Le principal atout d’un crédit immobilier au Canada vient de la faiblesse de la monnaie nationale. En effet, 1€ équivaut plus ou moins à 1,45$ CAD, une véritable aubaine pour les investisseurs français. D’autant plus que les politiques immobilières des grandes villes (notamment à Montréal) contribuent à rendre les prix extrêmement attractifs et les perspectives de profit très prometteuses.

À titre d’exemple, un appartement de 75m² à Montréal coûte en moyenne 200 000$ CAD ce qui fait moins de 138 000€, un rapport qualité/prix plutôt rare dans les mégalopoles occidentales.

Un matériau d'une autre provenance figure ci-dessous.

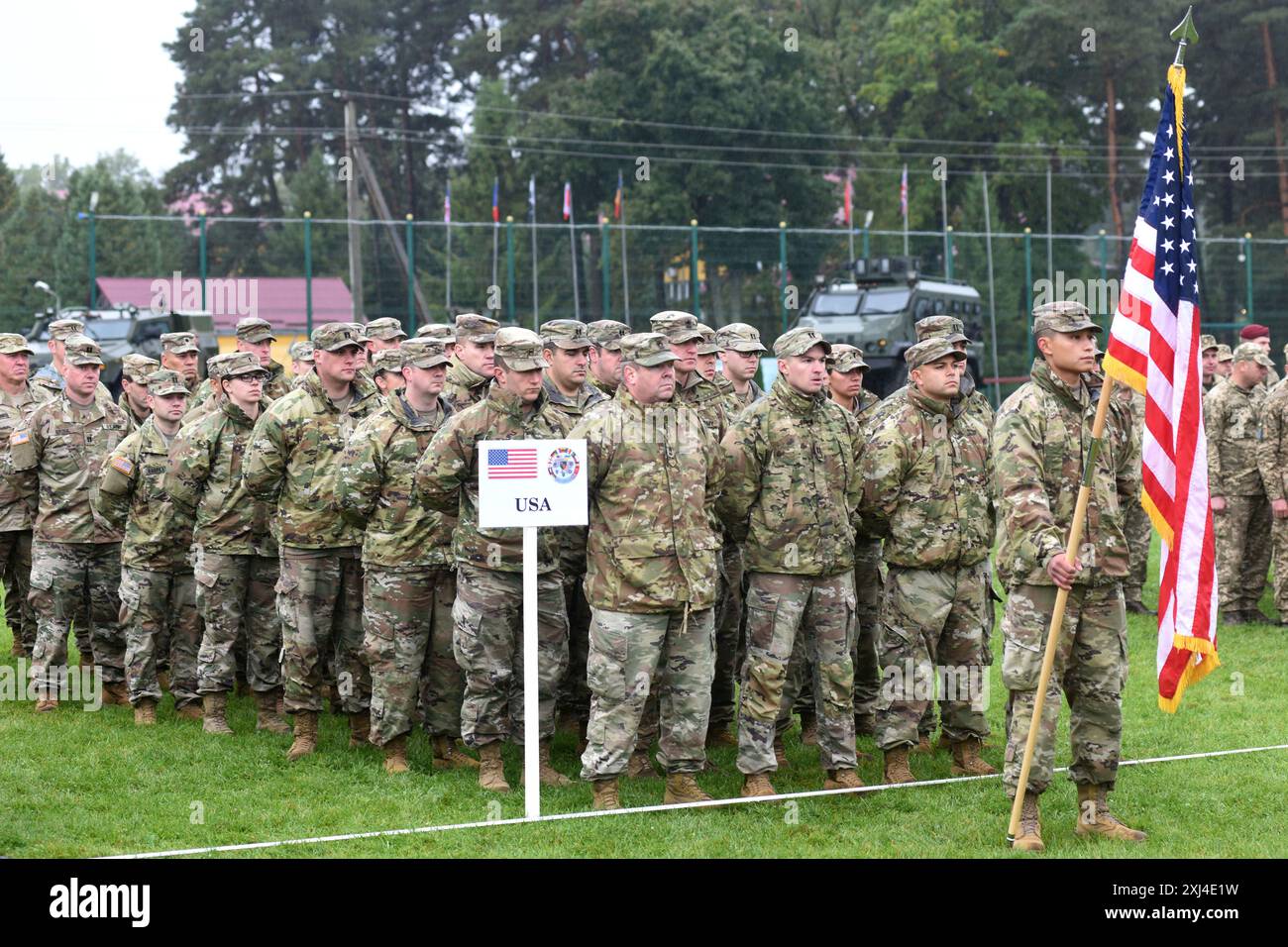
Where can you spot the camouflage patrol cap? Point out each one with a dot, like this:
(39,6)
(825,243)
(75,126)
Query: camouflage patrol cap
(934,326)
(385,329)
(82,351)
(333,337)
(606,334)
(163,381)
(677,326)
(256,330)
(179,343)
(798,342)
(12,343)
(741,338)
(424,354)
(478,329)
(931,350)
(566,334)
(520,348)
(647,350)
(1061,317)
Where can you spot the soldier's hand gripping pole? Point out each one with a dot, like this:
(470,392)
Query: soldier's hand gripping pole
(1080,517)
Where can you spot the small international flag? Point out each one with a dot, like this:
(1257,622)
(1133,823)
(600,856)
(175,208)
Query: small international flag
(511,464)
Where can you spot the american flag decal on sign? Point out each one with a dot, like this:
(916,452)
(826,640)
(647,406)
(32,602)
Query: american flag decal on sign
(511,464)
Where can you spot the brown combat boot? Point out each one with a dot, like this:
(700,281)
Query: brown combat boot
(146,712)
(215,714)
(897,766)
(447,755)
(1029,836)
(490,770)
(682,788)
(266,714)
(305,736)
(1095,818)
(967,762)
(604,792)
(395,755)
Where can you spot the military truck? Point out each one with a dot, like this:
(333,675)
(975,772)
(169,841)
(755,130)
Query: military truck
(123,330)
(876,303)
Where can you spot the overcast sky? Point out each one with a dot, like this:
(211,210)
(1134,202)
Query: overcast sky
(78,78)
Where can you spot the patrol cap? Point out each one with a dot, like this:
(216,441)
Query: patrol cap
(385,329)
(82,351)
(566,334)
(333,337)
(478,329)
(166,381)
(179,343)
(1061,317)
(256,330)
(931,350)
(940,325)
(520,348)
(798,342)
(606,334)
(647,350)
(741,338)
(677,326)
(424,354)
(12,343)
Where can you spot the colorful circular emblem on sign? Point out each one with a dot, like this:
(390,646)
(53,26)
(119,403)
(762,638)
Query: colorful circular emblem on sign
(563,466)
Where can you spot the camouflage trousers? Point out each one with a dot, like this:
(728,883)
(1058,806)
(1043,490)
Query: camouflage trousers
(1090,669)
(1241,552)
(932,637)
(16,574)
(780,609)
(237,602)
(69,582)
(407,613)
(160,609)
(632,656)
(487,635)
(320,602)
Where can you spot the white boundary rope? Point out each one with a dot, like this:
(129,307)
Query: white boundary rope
(635,810)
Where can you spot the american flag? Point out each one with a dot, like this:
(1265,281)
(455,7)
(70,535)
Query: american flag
(511,464)
(1153,347)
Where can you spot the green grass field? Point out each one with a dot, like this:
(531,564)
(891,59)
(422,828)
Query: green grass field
(77,784)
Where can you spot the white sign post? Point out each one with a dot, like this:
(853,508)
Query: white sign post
(528,484)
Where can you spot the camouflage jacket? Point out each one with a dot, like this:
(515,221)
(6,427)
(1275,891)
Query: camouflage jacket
(447,478)
(376,492)
(132,495)
(464,385)
(1041,441)
(294,459)
(63,447)
(926,484)
(17,491)
(655,474)
(204,480)
(793,483)
(1233,419)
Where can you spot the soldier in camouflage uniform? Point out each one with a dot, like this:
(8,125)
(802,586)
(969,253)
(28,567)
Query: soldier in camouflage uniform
(471,372)
(791,489)
(18,398)
(655,474)
(75,557)
(926,492)
(1041,442)
(159,604)
(488,611)
(1232,415)
(236,565)
(294,458)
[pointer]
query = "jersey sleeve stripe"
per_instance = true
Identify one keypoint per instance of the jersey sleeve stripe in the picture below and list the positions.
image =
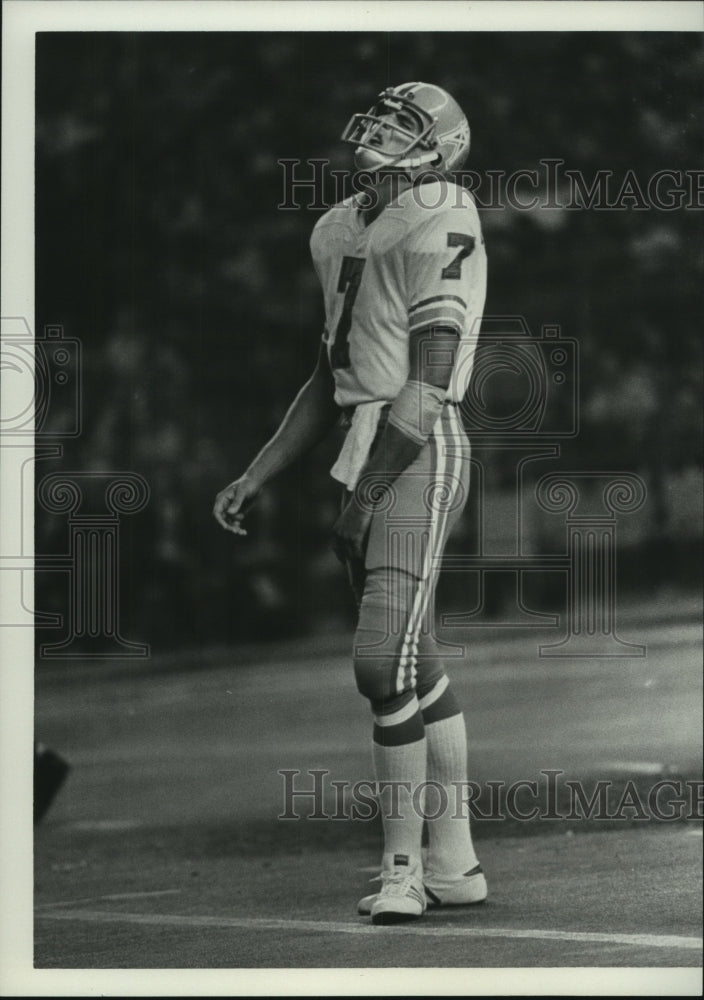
(430, 312)
(437, 298)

À l’inverse de la France, le système de crédit immobilier canadien ne propose qu’un seul type de prêt. Une sorte de mixte entre notre prêt à taux fixe et celui à taux variable. En effet, votre emprunt reste fixe pendant une période donnée (maximum 5 ans) puis vous renouvelez votre emprunt à un nouveau taux en fonction du marché (à la hausse le plus souvent) selon la conjoncture.

 

Découvrez en plus sur le crédit immobilier au Canada en suivant ce lien

 

 

 

États-Unis : financement plus compliqué mais pas impossible

 

Le financement des non-résidents aux États-Unis est malheureusement moins fréquent qu’au Canada. Les banques sont souvent encore très frileuses pour financer des acquisitions en-dessous de $300 000 USD. En réalité, elles sont surtout peu intéressées par ces dossiers « peu rémunérateurs par rapport au temps passé. Au-dessus de ce seuil, notamment lorsque le bien est acheté pour y être occupé, même partiellement, des solutions hypothécaires existent. Dans les grandes villes telles que New-York ou Los Angeles, il est possible de financer une acquisition immobilière comme un pied à terre avec 50% d’apport. Attention, les taux d’intérêt sont beaucoup plus élevés aux États-Unis !

 

Pour les investisseurs en immobilier commercial, des financements de 50% et 65% du prix d’acquisition peuvent être mis en place sur des projets d’acquisition d’immobilier commercial. Un client d’Altitude Realty est en train d’étudier une acquisition de bureau sur laquelle, il a obtenu un accord pour un financement de 65% sur 10 ans.

 

 

France : des solutions existent aussi

 

Enfin, il existe des solutions en France, même si ces dernières ont le désavantage de faire porter un risque de change important. La première option consiste à demander un prêt personnel à sa banque. Pouvant aller jusqu’à 75 000€, les prêts personnels s’avèrent être des options pratiques, rapides à mettre en place et relativement peu chères. Ces prêts permettent par exemple de compléter un apport ou de réaliser une acquisition autour de 100 000 USD.

 

Une deuxième option consiste à mettre en place une ligne de crédit en échange d’un nantissement d’actif(s) français. Les banques françaises seront logiquement frileuses à financer de l’immobilier à l’étranger sur des marchés qu’elles ne maîtrisent pas. Une bonne relation avec votre banque et une garantie française peuvent permettre de trouver des solutions. Ce schéma peut également se concrétiser via une avance sur un contrat d’assurance vie. Votre assureur vous prête jusqu’à 60% de votre contrat (selon les compagnies) et prend une garantie sur votre contrat.